Anwar Ibrahim on Najib Razak, his political ambitions and Sharia
In an interview with Al Jazeera English’s Upfront, Anwar Ibrahim, the leader of the Parti Keadilan Rakyat party, commented on the ongoing 1MDB corruption scandal looming over former Prime Minister Najib Razak.
“It is atrocious,” Anwar told UpFront host Mehdi Hasan. “This is one of the worst financial scandals involving any government”.
“It is therefore imperative that stiff action be taken,” he added. “But this new government has said and ensured investigations will be professional. Prosecution must not be malicious and the judiciary must be independent”.
Anwar was also asked if he held Najib Razak totally responsible for the 1MDB scandal.
“Yes,” he said. “I first raised this issue in Parliament in 2011 and I stood by it throughout the years until I was arrested and in prison in 2015”.
“[Najib] chaired many of those meetings. He instructed, clearly, the authorities to then disperse the funds,” he added.
Speaking about his own political ambitions, Anwar explained why he changed his mind and decided to run for parliament so soon after being released from prison.
“I was in prison a total 10.5 years. What do you do? Read and relax,” he said. “Now, four months have passed since the last elections. [...] And I think it's time for me to re-enter parliament to assist in parliamentary reform”.
In what were widely seen as politically motivated and trumped-up charges, Anwar was twice sent to prison under Malaysia’s controversial sodomy law. The current penalty for breaking this law can result in up to 20 years imprisonment and public whipping.
“This is not only archaic, it is British colonial laws, introduced in India and replicated in Malaysia. It is completely unjust because one can be just accused, and without any proper evidence or, in my case clearly.” Anwar said.
“The laws must be amended to ensure there’s justice in the process and it is not a matter of sexual orientation,” he added. “It’s what you perform or you display publicly which is against the norms of the majority of Malaysians not only Muslims, Christians, Hindus, Buddhists alike in this country”.
During the interview, Anwar also commented on the recent public caning of two women, accused of attempting to have sex, in Malaysia’s north-eastern state of Terengganu.

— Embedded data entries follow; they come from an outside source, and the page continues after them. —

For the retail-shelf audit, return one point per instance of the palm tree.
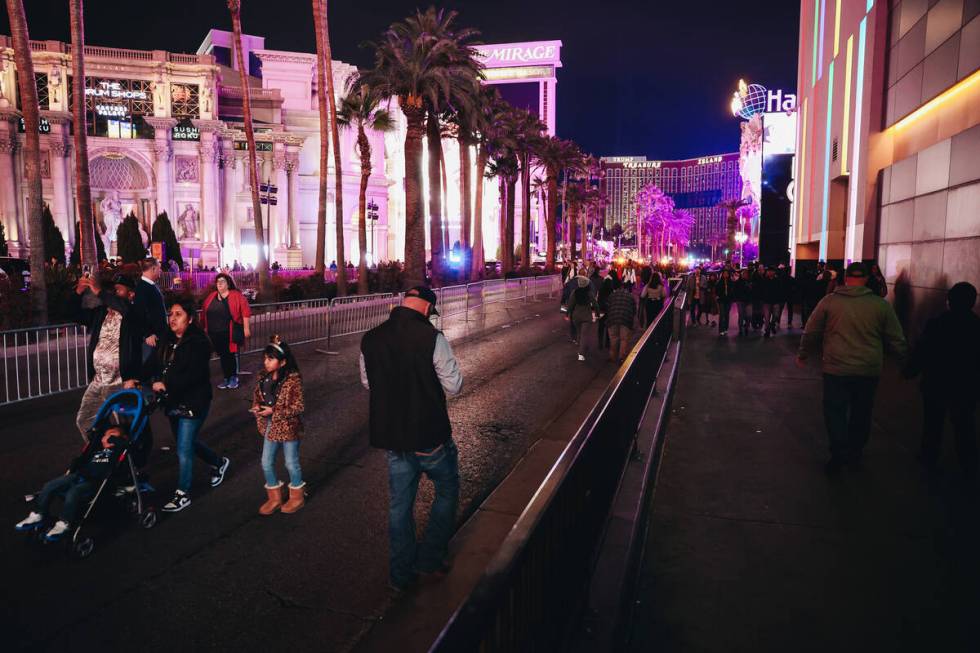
(422, 62)
(27, 88)
(325, 54)
(320, 263)
(235, 8)
(360, 108)
(83, 194)
(557, 157)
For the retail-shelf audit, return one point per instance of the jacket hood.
(853, 291)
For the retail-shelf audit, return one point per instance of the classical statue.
(111, 217)
(187, 221)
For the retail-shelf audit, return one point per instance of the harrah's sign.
(502, 55)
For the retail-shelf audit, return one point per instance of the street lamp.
(740, 238)
(372, 215)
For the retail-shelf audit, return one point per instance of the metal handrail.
(526, 598)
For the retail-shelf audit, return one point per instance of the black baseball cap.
(425, 293)
(123, 280)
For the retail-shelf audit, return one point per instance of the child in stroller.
(114, 440)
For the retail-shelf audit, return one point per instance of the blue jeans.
(185, 431)
(76, 490)
(290, 453)
(441, 465)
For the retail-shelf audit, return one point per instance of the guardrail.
(48, 360)
(533, 590)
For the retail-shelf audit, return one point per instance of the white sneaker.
(57, 531)
(178, 503)
(32, 521)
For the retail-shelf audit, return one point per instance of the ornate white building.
(165, 134)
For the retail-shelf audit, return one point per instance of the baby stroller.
(133, 409)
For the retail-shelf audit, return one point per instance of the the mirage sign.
(507, 55)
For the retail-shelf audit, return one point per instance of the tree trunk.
(337, 171)
(234, 6)
(525, 212)
(414, 216)
(479, 256)
(319, 262)
(551, 219)
(83, 194)
(434, 142)
(27, 89)
(465, 190)
(508, 259)
(364, 146)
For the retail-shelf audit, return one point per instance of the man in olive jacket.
(854, 325)
(409, 368)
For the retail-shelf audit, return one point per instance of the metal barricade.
(296, 322)
(43, 361)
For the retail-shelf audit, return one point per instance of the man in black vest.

“I have condemned even the caning of lesbians by the Islamic party state of Terengganu,” he said. “I thought this was clearly unjust. Although they use Sharia as a basis, we cannot defend such action”.
With regards to the Pan-Malaysian Islamic Party’s proposed bill to enhance the powers of the so-called Sharia courts in Kelantan state, Anwar said: “It is their interpretation that is being introduced, and we reject that. At least allow a forum to discuss this,” adding that “these are not even Sharia hudud, this is their interpretation, or some aspects of it”.
“So, we'll have to relook at the whole issue of this narrow obscure interpretation of the Sharia, which we cannot endorse,” he added.